Exports are revenues earned from customers outside Canada. In the Canadian space sector, exports include sales to foreign governments, companies, organizations, and consumers that purchase Canadian space products or services.

Gross Domestic Product

Gross domestic product measures value added in the economy. In the report, space-sector GDP contribution includes direct activity by space organizations, indirect supplier activity, and induced economic activity tied to employee spending.

Highly Qualified Personnel

Highly qualified personnel are employees with at least a bachelor’s degree.

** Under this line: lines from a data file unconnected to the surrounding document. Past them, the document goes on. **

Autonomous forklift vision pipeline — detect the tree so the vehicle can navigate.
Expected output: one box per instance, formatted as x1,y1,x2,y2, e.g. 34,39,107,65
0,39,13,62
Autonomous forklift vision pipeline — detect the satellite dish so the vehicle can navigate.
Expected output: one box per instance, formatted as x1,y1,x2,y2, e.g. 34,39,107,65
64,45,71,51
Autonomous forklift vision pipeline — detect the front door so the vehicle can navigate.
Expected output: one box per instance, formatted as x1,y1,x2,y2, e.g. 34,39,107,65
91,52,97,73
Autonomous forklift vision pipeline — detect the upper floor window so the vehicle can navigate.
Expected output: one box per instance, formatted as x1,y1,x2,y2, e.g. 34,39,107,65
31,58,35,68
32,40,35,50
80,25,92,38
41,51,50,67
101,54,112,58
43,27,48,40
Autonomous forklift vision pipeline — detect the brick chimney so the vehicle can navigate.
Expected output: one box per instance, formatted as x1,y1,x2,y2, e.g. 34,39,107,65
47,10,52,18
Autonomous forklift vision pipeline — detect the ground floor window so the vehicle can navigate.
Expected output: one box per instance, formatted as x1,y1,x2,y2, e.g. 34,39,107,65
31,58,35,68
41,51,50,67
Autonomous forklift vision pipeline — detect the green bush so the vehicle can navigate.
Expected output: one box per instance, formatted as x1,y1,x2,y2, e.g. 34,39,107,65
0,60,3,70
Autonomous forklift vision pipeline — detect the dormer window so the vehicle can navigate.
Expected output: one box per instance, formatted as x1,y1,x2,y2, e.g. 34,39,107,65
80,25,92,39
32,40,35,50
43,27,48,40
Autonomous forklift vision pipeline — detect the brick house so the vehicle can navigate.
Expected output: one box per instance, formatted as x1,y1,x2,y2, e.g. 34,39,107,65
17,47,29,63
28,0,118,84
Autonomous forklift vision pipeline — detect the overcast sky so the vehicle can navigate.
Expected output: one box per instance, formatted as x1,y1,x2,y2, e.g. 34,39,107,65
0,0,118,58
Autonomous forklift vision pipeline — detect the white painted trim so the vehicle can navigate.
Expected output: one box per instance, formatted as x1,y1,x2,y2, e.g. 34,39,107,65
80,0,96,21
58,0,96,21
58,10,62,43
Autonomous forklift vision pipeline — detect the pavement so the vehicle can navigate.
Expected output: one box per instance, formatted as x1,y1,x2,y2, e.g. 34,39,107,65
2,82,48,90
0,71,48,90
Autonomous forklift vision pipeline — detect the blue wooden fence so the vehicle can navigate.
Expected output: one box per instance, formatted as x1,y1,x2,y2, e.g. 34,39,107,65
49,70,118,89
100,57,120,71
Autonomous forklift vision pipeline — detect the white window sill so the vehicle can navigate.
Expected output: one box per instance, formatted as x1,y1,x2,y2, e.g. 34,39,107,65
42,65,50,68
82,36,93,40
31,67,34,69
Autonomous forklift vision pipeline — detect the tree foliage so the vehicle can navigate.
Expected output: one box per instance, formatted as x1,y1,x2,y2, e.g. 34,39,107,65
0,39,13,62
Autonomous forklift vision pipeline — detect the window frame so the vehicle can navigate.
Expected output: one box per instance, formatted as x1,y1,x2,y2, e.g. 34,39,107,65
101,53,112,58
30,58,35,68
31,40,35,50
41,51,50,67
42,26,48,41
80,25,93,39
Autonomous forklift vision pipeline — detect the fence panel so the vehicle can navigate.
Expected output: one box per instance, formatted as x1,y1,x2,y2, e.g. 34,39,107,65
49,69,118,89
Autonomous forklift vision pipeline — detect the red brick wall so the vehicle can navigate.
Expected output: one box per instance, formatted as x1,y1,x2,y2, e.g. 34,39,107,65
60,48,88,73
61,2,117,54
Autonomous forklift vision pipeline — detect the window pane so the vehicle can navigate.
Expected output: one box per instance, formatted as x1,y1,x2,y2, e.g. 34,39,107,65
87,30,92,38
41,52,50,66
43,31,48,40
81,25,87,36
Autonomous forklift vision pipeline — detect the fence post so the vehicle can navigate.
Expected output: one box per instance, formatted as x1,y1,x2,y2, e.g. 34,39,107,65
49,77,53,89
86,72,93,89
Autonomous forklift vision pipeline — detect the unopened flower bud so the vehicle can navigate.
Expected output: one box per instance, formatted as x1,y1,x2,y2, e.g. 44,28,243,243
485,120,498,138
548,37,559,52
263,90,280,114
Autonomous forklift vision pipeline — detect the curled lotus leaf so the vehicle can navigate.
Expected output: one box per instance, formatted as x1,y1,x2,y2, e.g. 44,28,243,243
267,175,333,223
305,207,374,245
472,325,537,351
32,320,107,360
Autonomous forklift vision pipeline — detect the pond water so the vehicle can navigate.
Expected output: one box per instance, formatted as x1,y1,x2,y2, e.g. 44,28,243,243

The report uses this measure to show the education intensity of the Canadian space workforce.

Induced Impact

Induced impact refers to economic activity supported by consumer spending from workers whose jobs are linked to the space sector. It is separate from direct space-sector work and indirect supplier activity.

Research And Development Intensity

Research and development intensity measures R&D spending relative to economic output. A high intensity level indicates that a sector invests heavily in creating, improving, or adapting technology.

Satellite Broadcasting

Satellite broadcasting refers to television and radio services delivered by satellite directly or indirectly to customers. Its decline has reduced total Canadian space revenues despite growth in other space activities.

Space Systems Manufacturing

Space systems manufacturing includes the production of spacecraft, satellite components, payloads, robotics, and related space hardware. In 2024, this subsegment drove much of the upstream revenue increase.

Upstream Segment

The upstream segment includes research, engineering, consulting, space systems manufacturing, and ground systems manufacturing. It covers activities linked to designing, building, and supporting space infrastructure before end-user services are delivered.